Let $B(V,W)$ be the space of bounded linear maps from $V$ to $W$. Then it is complete with respect to the operator norm. Can you tell me if my proof is correct? Thanks.
It's easy to verify that the operator defines a norm. Let $T_n$ be Cauchy in $B(V,W)$ with respect to $\|\cdot\|$. Let $\varepsilon > 0$. We want to show that $T_n \to T$ for some $T \in B(V,W)$.
We have that $T_n v$ is a Cauchy sequence in $W$ since $\|T_nv - T_mv\|_W \leq \|T_n-T_m\| \|v\|_V < \varepsilon$ for $n,m$ large enough since $T_n$ is Cauchy with respect to $\|\cdot\|$ by assumption.
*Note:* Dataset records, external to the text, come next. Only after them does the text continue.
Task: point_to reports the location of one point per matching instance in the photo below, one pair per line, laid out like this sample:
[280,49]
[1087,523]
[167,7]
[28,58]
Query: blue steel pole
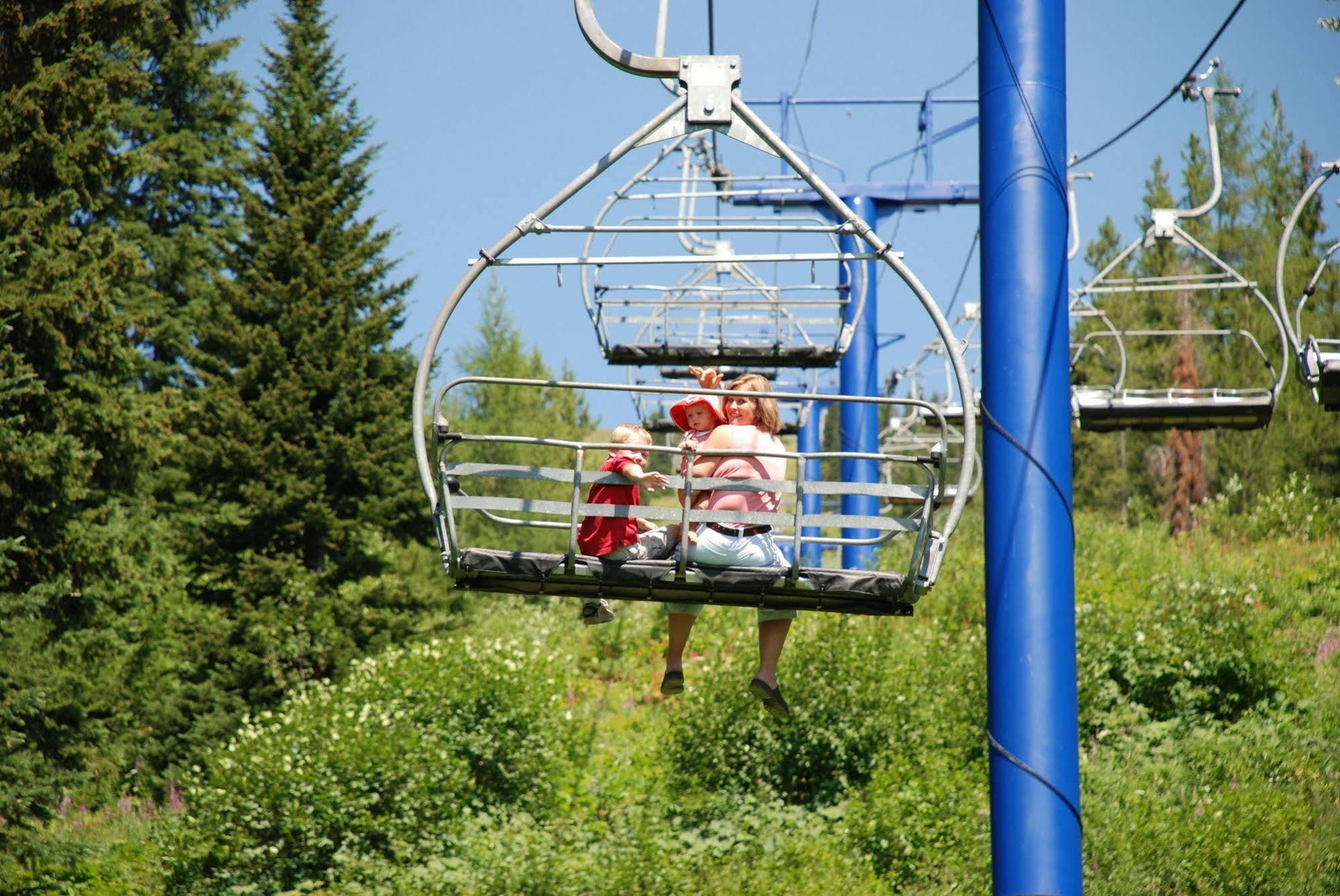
[811,440]
[1031,693]
[859,421]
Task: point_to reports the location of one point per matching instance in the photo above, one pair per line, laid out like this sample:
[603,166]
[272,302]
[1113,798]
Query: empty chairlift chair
[732,295]
[1243,383]
[1319,357]
[653,409]
[547,489]
[469,477]
[930,389]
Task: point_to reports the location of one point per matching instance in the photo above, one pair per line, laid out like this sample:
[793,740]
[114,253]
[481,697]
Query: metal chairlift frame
[571,574]
[672,310]
[1319,358]
[1115,406]
[654,410]
[711,101]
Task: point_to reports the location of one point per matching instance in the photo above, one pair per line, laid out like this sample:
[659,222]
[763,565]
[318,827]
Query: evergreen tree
[1263,178]
[182,209]
[299,449]
[78,438]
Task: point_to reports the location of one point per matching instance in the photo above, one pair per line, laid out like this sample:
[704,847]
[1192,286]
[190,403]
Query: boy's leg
[597,611]
[681,623]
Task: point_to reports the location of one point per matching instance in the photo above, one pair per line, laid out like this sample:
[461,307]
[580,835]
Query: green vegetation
[526,753]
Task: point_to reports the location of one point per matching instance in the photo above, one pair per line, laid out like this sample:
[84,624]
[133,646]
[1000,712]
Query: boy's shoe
[597,611]
[673,684]
[771,698]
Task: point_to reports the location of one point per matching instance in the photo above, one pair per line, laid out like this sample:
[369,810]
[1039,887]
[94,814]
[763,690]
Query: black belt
[739,532]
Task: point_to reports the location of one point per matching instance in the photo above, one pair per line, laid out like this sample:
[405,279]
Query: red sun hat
[680,410]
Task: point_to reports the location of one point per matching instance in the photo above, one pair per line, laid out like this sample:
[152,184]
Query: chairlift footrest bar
[716,354]
[875,594]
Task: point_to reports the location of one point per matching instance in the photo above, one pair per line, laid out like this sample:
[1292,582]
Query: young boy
[622,537]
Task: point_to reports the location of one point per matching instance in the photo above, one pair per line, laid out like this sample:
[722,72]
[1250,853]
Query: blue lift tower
[858,371]
[1031,694]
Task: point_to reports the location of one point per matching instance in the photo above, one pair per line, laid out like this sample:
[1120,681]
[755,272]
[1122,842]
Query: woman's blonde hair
[767,417]
[625,433]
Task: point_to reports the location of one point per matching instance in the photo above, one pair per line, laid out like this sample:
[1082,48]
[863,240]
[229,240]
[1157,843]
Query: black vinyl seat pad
[772,355]
[1101,410]
[874,592]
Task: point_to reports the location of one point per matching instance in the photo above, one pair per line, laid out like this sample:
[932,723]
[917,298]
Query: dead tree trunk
[1185,474]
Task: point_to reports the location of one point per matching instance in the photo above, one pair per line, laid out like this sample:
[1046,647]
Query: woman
[752,424]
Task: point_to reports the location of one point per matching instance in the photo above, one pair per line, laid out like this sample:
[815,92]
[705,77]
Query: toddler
[697,415]
[622,537]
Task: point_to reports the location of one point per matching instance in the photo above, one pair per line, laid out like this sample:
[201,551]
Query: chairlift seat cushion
[874,592]
[1106,413]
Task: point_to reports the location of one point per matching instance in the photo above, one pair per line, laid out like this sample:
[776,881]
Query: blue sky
[487,109]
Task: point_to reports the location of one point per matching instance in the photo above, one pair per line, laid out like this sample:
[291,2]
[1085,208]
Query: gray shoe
[672,684]
[597,611]
[771,698]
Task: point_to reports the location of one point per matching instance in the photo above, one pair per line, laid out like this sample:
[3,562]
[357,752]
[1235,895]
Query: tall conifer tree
[299,442]
[76,437]
[182,212]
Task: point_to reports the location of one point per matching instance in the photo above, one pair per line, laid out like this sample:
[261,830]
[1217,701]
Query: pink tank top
[749,468]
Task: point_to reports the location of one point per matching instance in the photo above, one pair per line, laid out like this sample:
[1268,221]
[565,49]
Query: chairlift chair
[1115,405]
[653,410]
[709,101]
[917,430]
[1319,357]
[720,310]
[471,485]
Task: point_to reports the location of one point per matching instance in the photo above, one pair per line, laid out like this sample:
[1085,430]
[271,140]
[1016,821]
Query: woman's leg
[772,638]
[680,627]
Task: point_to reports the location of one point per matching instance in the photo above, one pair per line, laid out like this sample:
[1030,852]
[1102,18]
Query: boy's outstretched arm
[650,478]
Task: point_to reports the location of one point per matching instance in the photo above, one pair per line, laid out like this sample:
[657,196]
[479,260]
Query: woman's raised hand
[708,378]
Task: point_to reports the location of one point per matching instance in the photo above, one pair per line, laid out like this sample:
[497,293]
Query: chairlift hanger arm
[617,55]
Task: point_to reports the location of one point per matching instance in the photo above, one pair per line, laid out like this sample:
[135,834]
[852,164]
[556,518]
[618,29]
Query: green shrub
[858,688]
[382,768]
[924,819]
[1184,810]
[1184,650]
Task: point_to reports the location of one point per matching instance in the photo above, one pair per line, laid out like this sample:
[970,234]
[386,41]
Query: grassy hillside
[530,755]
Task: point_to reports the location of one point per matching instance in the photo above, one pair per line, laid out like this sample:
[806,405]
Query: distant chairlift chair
[1319,358]
[1117,406]
[721,310]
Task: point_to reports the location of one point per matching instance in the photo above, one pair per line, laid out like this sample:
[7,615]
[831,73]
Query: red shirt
[598,536]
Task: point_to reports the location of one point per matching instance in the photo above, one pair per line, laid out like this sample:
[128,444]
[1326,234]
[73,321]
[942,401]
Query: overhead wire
[1075,159]
[810,43]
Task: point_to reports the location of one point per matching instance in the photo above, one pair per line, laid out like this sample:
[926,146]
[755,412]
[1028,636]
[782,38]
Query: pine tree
[299,448]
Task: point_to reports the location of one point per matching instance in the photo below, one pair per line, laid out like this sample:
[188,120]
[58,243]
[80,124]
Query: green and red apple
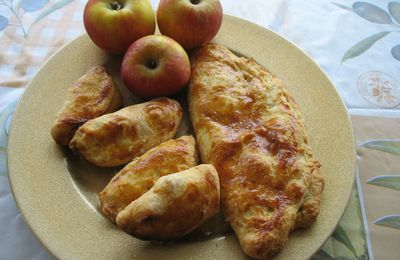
[192,23]
[114,25]
[154,66]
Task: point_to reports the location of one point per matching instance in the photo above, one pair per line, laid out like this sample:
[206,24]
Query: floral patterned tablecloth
[357,43]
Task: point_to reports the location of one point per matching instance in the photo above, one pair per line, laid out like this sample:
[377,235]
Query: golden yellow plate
[56,191]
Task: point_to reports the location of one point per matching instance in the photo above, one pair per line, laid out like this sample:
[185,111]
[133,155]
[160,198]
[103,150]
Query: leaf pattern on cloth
[392,221]
[388,181]
[394,10]
[32,5]
[372,13]
[363,45]
[389,146]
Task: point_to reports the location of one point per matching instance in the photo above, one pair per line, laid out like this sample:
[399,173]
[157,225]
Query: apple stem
[152,64]
[115,6]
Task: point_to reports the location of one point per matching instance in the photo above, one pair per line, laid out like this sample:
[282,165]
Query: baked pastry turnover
[250,128]
[115,139]
[139,176]
[92,95]
[174,206]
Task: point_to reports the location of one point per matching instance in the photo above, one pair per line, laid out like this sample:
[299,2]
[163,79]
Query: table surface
[356,43]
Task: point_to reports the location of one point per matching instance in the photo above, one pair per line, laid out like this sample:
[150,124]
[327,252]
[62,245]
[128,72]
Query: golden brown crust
[174,206]
[116,138]
[250,128]
[92,95]
[139,176]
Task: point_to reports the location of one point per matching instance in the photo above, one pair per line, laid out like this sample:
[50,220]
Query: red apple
[192,23]
[154,66]
[113,25]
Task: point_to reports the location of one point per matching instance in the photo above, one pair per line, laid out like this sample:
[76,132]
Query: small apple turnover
[174,206]
[139,176]
[115,139]
[92,95]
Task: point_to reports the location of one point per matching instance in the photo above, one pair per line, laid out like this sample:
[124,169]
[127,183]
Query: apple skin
[155,66]
[115,30]
[192,25]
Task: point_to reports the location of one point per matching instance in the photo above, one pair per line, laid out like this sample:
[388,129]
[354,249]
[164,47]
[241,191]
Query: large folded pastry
[139,176]
[174,206]
[116,138]
[250,128]
[92,95]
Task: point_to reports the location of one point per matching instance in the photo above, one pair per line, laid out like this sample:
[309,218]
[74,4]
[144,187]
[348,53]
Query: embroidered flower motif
[379,89]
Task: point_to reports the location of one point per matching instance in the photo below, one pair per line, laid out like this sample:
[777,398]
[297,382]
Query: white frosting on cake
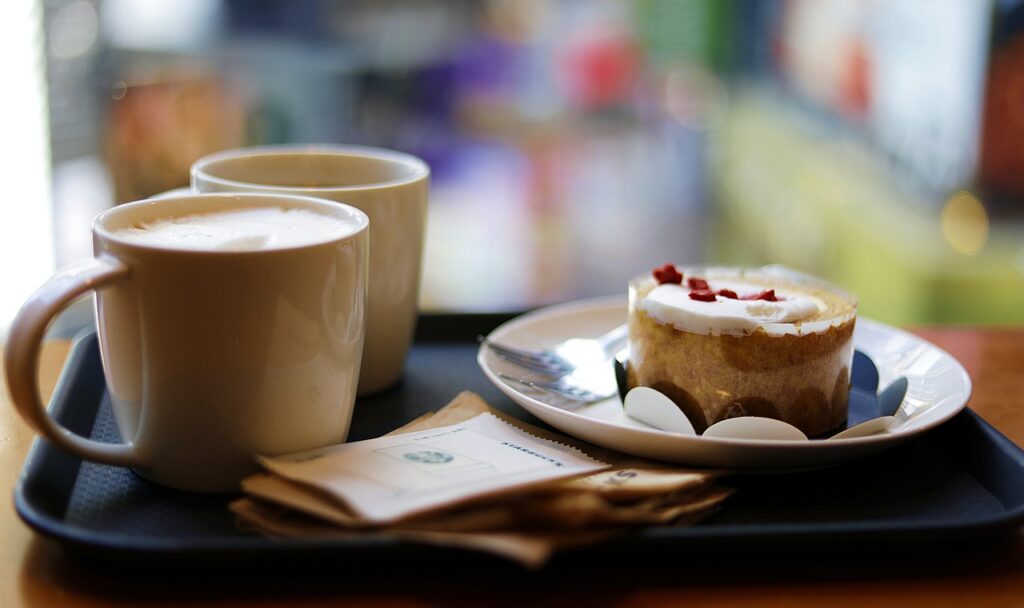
[672,304]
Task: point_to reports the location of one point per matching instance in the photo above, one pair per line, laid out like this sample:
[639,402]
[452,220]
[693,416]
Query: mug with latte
[228,326]
[389,186]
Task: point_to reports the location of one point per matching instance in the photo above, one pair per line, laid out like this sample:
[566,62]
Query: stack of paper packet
[470,476]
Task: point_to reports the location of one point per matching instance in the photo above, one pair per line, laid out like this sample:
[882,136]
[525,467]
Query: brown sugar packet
[557,514]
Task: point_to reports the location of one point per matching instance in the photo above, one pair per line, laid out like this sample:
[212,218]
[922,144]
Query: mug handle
[25,342]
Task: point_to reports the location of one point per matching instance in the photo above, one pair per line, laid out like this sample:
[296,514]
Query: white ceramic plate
[938,388]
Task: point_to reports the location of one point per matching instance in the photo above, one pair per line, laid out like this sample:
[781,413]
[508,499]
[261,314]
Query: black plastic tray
[962,482]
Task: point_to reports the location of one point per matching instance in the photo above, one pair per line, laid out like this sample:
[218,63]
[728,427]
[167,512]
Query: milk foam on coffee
[240,229]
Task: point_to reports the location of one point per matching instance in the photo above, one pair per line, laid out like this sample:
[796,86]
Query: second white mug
[389,186]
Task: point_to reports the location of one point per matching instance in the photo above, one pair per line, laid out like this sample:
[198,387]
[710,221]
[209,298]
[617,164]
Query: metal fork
[564,357]
[585,385]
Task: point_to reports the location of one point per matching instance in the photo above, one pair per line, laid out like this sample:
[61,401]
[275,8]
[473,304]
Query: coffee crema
[240,229]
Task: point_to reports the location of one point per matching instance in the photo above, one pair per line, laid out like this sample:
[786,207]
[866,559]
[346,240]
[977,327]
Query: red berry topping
[668,273]
[696,284]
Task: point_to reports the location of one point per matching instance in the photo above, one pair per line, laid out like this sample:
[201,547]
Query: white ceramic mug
[389,186]
[210,355]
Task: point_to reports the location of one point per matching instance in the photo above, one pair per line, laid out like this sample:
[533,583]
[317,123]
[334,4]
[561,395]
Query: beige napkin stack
[525,524]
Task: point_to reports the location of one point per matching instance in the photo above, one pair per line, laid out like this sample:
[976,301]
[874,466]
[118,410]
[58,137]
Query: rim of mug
[419,170]
[328,207]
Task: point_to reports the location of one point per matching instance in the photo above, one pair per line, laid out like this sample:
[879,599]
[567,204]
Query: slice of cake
[729,342]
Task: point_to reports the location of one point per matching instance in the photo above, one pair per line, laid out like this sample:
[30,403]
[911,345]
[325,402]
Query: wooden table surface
[35,572]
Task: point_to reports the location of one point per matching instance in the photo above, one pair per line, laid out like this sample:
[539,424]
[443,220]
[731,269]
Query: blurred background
[573,143]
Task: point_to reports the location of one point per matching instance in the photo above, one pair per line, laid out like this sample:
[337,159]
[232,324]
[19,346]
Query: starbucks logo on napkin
[428,457]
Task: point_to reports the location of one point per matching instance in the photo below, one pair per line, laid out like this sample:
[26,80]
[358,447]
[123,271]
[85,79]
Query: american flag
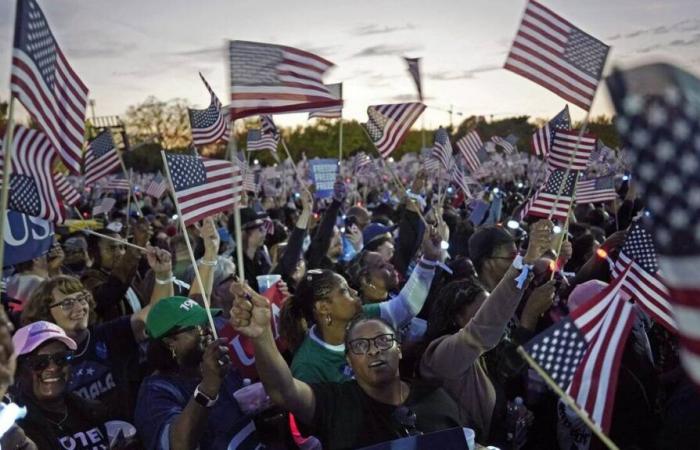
[101,158]
[334,112]
[643,281]
[267,78]
[414,70]
[388,125]
[542,138]
[507,143]
[157,187]
[564,150]
[657,121]
[33,189]
[45,83]
[257,140]
[469,146]
[118,183]
[69,194]
[442,148]
[209,125]
[203,186]
[582,351]
[558,56]
[546,202]
[601,189]
[104,206]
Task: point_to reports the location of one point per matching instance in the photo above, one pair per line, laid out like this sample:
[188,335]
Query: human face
[49,369]
[70,311]
[342,302]
[380,364]
[110,252]
[500,260]
[382,273]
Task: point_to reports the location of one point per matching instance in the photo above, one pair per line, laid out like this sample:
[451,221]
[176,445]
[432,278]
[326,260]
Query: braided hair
[297,314]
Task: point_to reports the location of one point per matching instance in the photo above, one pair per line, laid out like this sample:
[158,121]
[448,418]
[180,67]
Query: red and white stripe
[538,55]
[595,381]
[301,86]
[648,289]
[59,109]
[565,154]
[68,192]
[469,146]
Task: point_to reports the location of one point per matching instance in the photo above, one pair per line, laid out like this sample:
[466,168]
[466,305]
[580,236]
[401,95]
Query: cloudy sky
[128,50]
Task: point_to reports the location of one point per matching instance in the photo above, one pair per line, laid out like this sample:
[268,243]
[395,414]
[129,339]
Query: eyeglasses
[67,303]
[41,362]
[361,346]
[406,419]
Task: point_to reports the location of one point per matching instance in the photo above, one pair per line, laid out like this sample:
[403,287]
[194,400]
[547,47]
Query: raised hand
[250,313]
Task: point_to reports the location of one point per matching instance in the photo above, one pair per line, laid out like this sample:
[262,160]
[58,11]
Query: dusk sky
[127,50]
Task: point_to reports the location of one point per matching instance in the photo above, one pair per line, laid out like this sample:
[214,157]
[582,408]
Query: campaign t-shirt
[163,397]
[101,365]
[347,418]
[81,429]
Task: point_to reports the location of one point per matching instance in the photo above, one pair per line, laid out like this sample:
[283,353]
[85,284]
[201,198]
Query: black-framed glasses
[41,362]
[67,303]
[361,346]
[407,419]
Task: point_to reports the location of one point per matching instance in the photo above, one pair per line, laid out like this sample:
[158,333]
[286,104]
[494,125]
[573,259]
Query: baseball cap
[175,312]
[375,231]
[30,337]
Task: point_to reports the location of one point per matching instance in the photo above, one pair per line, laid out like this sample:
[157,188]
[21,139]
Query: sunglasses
[41,362]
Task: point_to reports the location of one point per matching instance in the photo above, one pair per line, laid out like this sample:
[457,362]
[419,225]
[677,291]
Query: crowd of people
[391,314]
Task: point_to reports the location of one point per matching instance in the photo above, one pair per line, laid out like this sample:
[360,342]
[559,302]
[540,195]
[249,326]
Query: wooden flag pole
[566,398]
[6,173]
[183,227]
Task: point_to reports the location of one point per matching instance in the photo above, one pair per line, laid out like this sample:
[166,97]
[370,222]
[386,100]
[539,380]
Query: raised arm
[250,315]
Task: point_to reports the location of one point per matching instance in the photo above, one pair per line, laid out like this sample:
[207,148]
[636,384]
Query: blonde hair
[37,307]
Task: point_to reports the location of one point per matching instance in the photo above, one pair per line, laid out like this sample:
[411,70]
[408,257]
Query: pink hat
[29,337]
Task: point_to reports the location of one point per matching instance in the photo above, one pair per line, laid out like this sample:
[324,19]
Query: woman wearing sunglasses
[56,418]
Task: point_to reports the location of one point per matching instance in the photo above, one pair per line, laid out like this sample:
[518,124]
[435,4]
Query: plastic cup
[265,282]
[470,436]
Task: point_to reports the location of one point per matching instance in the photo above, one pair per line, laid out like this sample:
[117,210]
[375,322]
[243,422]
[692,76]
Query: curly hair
[37,307]
[297,313]
[450,301]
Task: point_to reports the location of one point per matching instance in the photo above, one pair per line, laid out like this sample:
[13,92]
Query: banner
[26,237]
[323,174]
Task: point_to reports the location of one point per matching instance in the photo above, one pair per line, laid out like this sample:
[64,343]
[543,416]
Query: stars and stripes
[660,129]
[601,189]
[209,125]
[542,138]
[547,200]
[471,148]
[157,187]
[333,112]
[414,69]
[101,158]
[203,186]
[267,78]
[104,206]
[582,351]
[643,282]
[555,54]
[507,143]
[442,148]
[69,194]
[388,125]
[257,140]
[564,152]
[32,187]
[48,87]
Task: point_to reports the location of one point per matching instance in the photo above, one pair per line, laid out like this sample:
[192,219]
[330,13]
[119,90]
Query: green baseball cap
[175,312]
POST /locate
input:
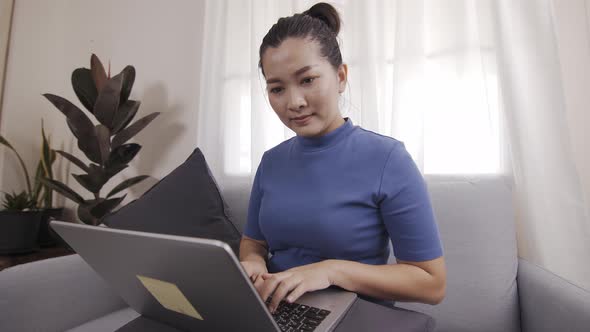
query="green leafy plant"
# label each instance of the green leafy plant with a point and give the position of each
(18, 202)
(39, 195)
(104, 144)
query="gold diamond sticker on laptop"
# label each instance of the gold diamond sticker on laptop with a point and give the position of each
(169, 296)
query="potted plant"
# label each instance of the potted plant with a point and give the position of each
(105, 143)
(23, 222)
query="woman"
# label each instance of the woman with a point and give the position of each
(326, 202)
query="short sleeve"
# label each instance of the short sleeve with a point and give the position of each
(252, 228)
(406, 209)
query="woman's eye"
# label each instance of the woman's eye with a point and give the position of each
(308, 80)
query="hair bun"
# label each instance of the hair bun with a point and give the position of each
(327, 14)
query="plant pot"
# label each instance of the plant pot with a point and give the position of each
(19, 231)
(47, 236)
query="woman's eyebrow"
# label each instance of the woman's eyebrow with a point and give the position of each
(296, 73)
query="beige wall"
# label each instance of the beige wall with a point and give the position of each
(52, 38)
(573, 39)
(5, 18)
(162, 40)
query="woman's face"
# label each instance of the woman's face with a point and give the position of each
(303, 87)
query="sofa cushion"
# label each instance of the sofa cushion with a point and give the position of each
(186, 202)
(476, 226)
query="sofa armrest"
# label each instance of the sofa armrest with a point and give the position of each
(53, 295)
(549, 302)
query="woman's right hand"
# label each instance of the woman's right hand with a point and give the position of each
(255, 270)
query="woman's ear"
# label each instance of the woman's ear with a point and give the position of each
(342, 77)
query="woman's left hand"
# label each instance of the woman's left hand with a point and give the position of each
(295, 282)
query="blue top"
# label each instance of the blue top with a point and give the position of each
(342, 195)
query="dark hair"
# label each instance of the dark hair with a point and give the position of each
(321, 23)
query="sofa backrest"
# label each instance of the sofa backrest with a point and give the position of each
(476, 225)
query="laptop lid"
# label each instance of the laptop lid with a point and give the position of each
(187, 283)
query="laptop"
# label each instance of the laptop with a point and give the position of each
(179, 283)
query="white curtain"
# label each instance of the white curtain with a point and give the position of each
(468, 85)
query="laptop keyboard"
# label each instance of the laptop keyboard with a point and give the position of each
(295, 317)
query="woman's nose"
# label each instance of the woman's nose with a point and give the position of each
(296, 101)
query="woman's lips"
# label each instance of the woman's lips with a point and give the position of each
(302, 120)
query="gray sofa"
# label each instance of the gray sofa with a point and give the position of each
(488, 287)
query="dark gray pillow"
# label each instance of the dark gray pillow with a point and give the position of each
(186, 202)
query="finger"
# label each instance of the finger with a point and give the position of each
(284, 287)
(258, 285)
(269, 286)
(296, 293)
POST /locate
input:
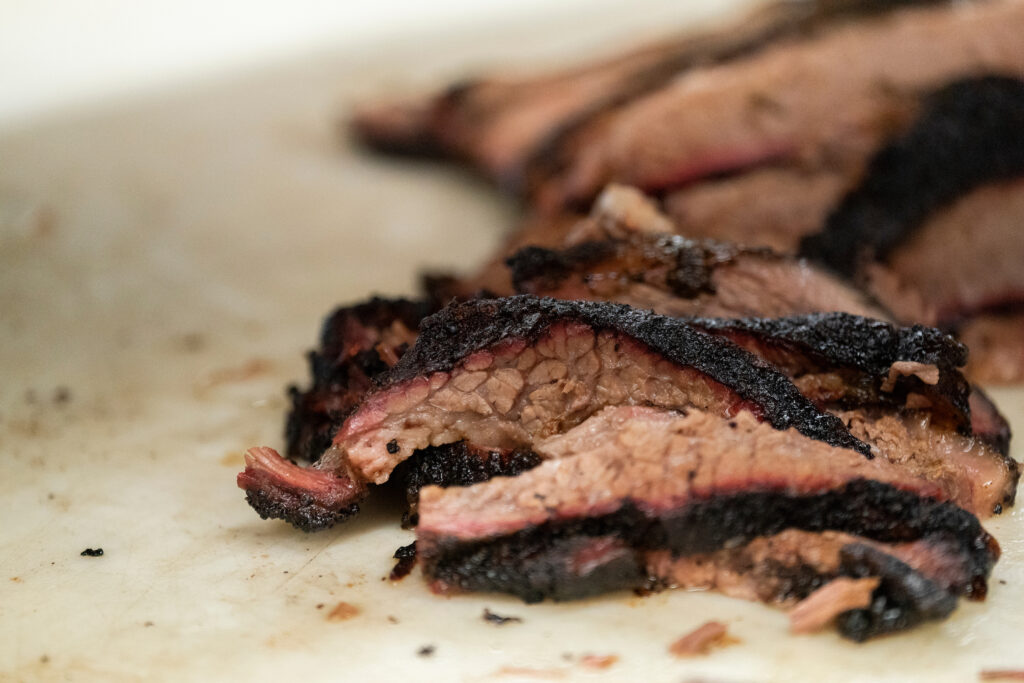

Since $W$ is complete, the pointwise limit $Tv$ of $T_nv$ is in $W$ for all $v$. Now we need to show that $T$ is linear, bounded and $T_n \to T$ in the operator norm.
(i) $T(\alpha v + \beta w) = \lim_{n \to \infty} T_n(\alpha v + \beta w) = \alpha \lim_{n \to \infty} T_nv + \beta \lim_{n \to \infty} T_n w = \alpha T v + \beta T w $
(ii) $\|T\|=\sup_{\|v\|\leq 1}\|Tv\| = \sup_{\|v\| \leq 1} \|Tv + T_n v - T_n v\| \leq \sup_{\|v\| \leq 1} \|Tv - T_n v\| + \| T_n v\|$
(iii) $\|(T-T_n)v \|_W < \varepsilon $ for all $v$ if $n$ large enough, hence for $n$ large enough, $\|T-T_n\| < \varepsilon $